After six years of work from more than 50 students, the UA’s CubeSat satellites launched into the air aboard a former Russian nuclear warhead last Wednesday.
Within the hour of launch it was clear that the weapon-of-mass-destruction turned space-hopeful had crashed to the earth, never breaking out of the atmosphere, and along with it were the two UA CubeSats, named Rincon and Sacred.
The UA CubeSats, two 4-inch-by-4-inch satellites, were designed to tumble freely into orbit around the earth while sending information back to the Earth on their speed and temperature.
Despite the launch being a failure – with little to no information from the Russians on what went wrong – the students, faculty and the lone volunteer from the community involved in the project who attended the launch ceremony at Kuiper Space Sciences building didn’t seem too disappointed.
“”To sum it up, the program has been a success; the launch was a failure,”” said Ron Fevig, a planetary sciences doctoral student who has devoted thousands of hours toward the UA CubeSat program.
Although the ultimate goal of the program was to have the UA among the first universities to launch the small satellites into space, the program still accomplished a great deal, said Charlie Cooper, an electrical engineering graduate student and one of the main writers of the Java-based software that would have been used to send and receive data and commands to the CubeSats.
“”Not much has been lost from the CubeSat not making it into space,”” Cooper said. “”The primary payback from this program has already been paid both in the fun and the education we’ve received.””
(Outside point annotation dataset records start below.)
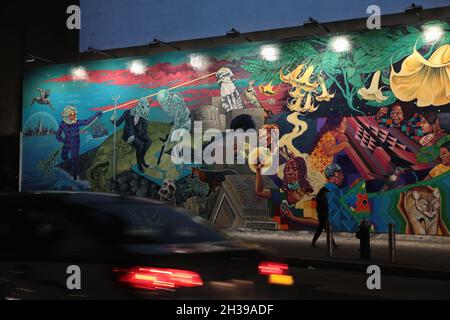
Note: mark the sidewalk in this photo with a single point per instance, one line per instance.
(416, 256)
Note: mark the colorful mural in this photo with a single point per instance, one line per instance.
(370, 124)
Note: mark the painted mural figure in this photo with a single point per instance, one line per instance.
(431, 129)
(397, 119)
(330, 141)
(231, 98)
(43, 98)
(176, 108)
(294, 188)
(444, 166)
(69, 134)
(422, 208)
(135, 130)
(338, 217)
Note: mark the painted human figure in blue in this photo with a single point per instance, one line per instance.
(69, 134)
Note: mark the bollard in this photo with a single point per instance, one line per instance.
(364, 238)
(392, 247)
(329, 242)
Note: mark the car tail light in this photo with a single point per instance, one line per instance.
(277, 273)
(159, 278)
(268, 268)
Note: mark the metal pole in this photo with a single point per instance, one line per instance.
(392, 247)
(20, 160)
(116, 99)
(329, 242)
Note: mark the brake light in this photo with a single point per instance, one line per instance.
(277, 273)
(158, 278)
(269, 268)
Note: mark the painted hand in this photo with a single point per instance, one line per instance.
(130, 140)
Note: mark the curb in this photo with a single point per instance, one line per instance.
(427, 239)
(389, 269)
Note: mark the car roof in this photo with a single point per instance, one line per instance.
(77, 197)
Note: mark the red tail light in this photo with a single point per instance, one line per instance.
(277, 273)
(269, 268)
(158, 278)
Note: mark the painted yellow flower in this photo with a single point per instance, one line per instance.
(428, 81)
(373, 93)
(325, 96)
(268, 90)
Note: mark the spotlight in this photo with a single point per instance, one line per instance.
(340, 44)
(413, 9)
(159, 42)
(93, 50)
(233, 33)
(32, 58)
(311, 23)
(137, 67)
(270, 53)
(198, 62)
(432, 34)
(79, 74)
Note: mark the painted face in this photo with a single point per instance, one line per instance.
(426, 126)
(291, 172)
(397, 115)
(444, 154)
(338, 178)
(69, 115)
(343, 127)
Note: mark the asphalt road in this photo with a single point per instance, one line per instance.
(345, 285)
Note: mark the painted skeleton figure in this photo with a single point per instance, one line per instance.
(176, 108)
(231, 98)
(70, 127)
(135, 130)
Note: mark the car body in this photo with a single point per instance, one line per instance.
(64, 245)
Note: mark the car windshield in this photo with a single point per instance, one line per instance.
(155, 224)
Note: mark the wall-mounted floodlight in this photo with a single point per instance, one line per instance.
(79, 74)
(32, 58)
(413, 9)
(137, 67)
(233, 33)
(90, 49)
(312, 23)
(159, 42)
(432, 33)
(340, 44)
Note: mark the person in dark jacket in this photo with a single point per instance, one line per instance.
(335, 178)
(322, 214)
(135, 131)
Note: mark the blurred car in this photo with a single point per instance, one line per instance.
(103, 246)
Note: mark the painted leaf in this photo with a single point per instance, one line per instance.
(390, 100)
(398, 50)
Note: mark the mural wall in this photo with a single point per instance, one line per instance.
(370, 124)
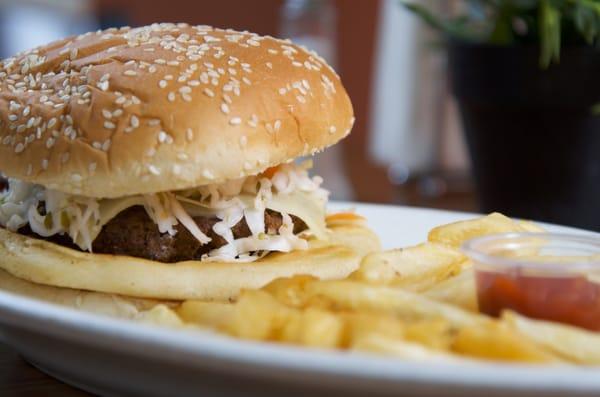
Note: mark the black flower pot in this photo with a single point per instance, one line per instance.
(533, 139)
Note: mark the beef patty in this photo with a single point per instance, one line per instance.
(133, 233)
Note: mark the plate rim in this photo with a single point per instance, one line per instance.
(274, 359)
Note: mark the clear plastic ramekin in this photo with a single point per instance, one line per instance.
(550, 276)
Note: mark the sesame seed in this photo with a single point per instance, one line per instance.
(162, 136)
(207, 174)
(106, 145)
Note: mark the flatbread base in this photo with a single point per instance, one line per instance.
(46, 263)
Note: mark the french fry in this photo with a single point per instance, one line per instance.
(495, 341)
(455, 234)
(435, 334)
(402, 349)
(361, 324)
(352, 295)
(313, 327)
(290, 291)
(459, 291)
(160, 314)
(215, 315)
(415, 268)
(573, 343)
(258, 316)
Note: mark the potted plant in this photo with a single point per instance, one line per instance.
(526, 75)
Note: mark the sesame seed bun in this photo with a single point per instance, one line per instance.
(163, 107)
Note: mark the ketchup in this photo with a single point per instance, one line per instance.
(571, 299)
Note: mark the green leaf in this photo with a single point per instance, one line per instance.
(550, 33)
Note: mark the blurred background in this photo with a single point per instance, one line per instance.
(407, 146)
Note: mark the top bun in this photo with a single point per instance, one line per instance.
(163, 107)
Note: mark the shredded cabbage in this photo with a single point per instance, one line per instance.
(288, 190)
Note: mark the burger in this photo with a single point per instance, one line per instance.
(170, 161)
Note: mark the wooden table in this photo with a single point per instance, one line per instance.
(19, 378)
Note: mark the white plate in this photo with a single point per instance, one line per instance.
(115, 357)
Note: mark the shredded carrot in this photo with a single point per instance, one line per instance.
(344, 216)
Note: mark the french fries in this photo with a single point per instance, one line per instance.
(458, 290)
(455, 234)
(418, 303)
(495, 341)
(574, 344)
(415, 268)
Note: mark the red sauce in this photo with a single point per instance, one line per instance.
(571, 299)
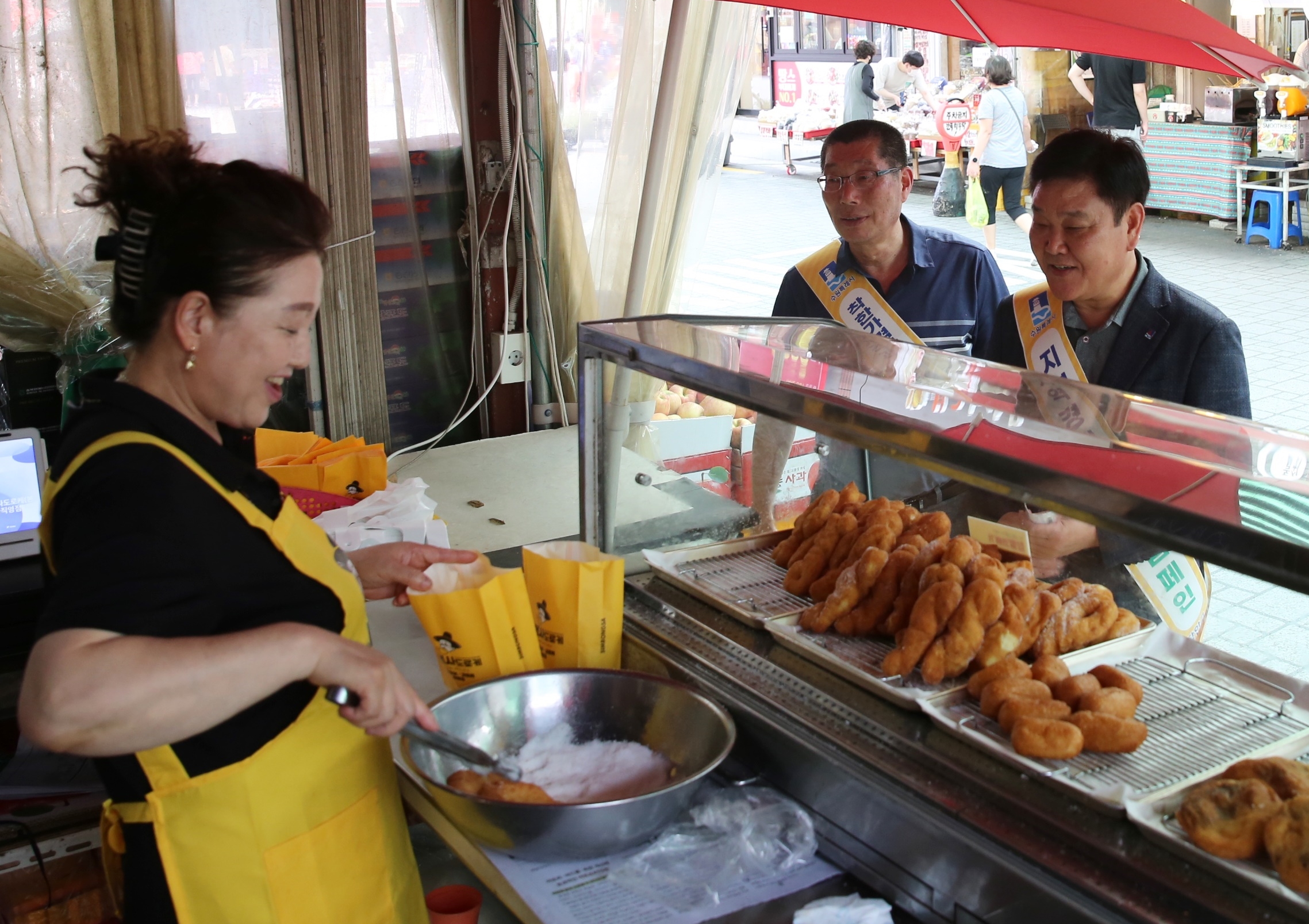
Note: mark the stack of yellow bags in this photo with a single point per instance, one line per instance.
(348, 467)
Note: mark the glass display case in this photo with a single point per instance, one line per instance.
(1166, 543)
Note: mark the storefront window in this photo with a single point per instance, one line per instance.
(588, 88)
(229, 60)
(809, 30)
(787, 29)
(417, 179)
(834, 33)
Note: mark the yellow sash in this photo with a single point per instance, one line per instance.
(1045, 342)
(1176, 585)
(306, 830)
(851, 299)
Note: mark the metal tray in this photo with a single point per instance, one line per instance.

Programs like UA CubeSat are invaluable to universities as well as to industry and technological advancement, because they provide students with experiences that will aid them in their careers, said Susan Brew, the associate director and program manager of the Arizona/NASA Space Grant Consortium.
“”The payoff to industry is that in the next 10 years about 50 percent of our country’s technical work force will retire, and there aren’t the young people coming up in the ranks to fill the role of the next generation scientists and engineers,”” Brew said.
UA CubeSat allowed students to apply their knowledge to a real project and to expand their knowledge into areas they normally wouldn’t have worked as students, Brew said.
“”This is real-world, hands-on experience that you can’t get in the classroom,”” Fevig said. “”Throughout the program, we always communicated to each other as to what was going on a nearly daily basis, and I think every student had the chance in this program to be at some level involved in every aspect of satellite development and that’s very beneficial to have such a well-rounded perspective.””
The UA CubeSat program also reached across borders in terms of teamwork, as one of the UA CubeSats contained a computer board designed and built by students from Mont Pelat University in France, said Uwe Fink, a planetary sciences professor emeritus and UA CubeSat program manager.
“”There is this sense of community among the people who worked on these projects, which is really very nice,”” Fink said.
Besides providing education and real-world experience for students, the UA CubeSats program was meant to develop “”nanotechnology satellites”” that if proven useful could reduce the cost and time it takes to get into space and conduct science experiments, Fink said.
“”There’s opportunity for a lot of real, good science experiments to add on to these small satellites,”” Fink said.
The data collected by the satellites might provide a cheap way of monitoring global warming by tracking solar temperatures and carbon dioxide levels in the earth’s atmosphere, Fink said.
To date, there has yet to be any amateur satellites or student satellites launched into space that can communicate with each other and then back to Earth, Fink said.
The UA CubeSats had been successful at sending data from one satellite to another and then to the control station on previous tests on the ground, Fink said.
Currently the UA is determining what steps are needed to continue on with the UA CubeSats program and how they can establish steady funding and encourage a larger scale CubeSat program, Fink said. Over the last six years the UA CubeSat program cost about $300,000, which is relatively low, but in order to sustain a CubeSat program across universities like the UA, an ideal budget would be $100,000 to $200,000 annually, Fink said.
Much of the program was funded by private donations and companies like Raytheon and Rincon Research Corporation and the Arizona/NASA Space Grant Consortium, Brew said.
“”We are hoping that somehow through congressional delegations and other people we can get more interest in this and then get NASA and the Air Force and so on to support these types of programs more widely,”” Fink said.
“”One of the biggest problems we’ve had is getting launches from NASA or the Air Force,”” Fink said. “”That’s why we tried to launch on a Russian rocket, but if we can raise some interest for such programs within the nation, then we could have a whole bunch of science payload in mind that would be really useful.””
The two UA CubeSats, as well as another dozen CubeSats from universities and private corporations in California, Hawaii, Montana, Kansas, Japan and Korea, were aboard an Intercontinental Ballistic Missile known as a Dnepr Rocket, which was launched from the Baikonur Base in Kazakhstan by the Russian military. The launch pod holding the CubeSats was organized by California Polytechnic State University in San Luis Obispo, which also served as the information feed to the UA during the launch and eventual crash.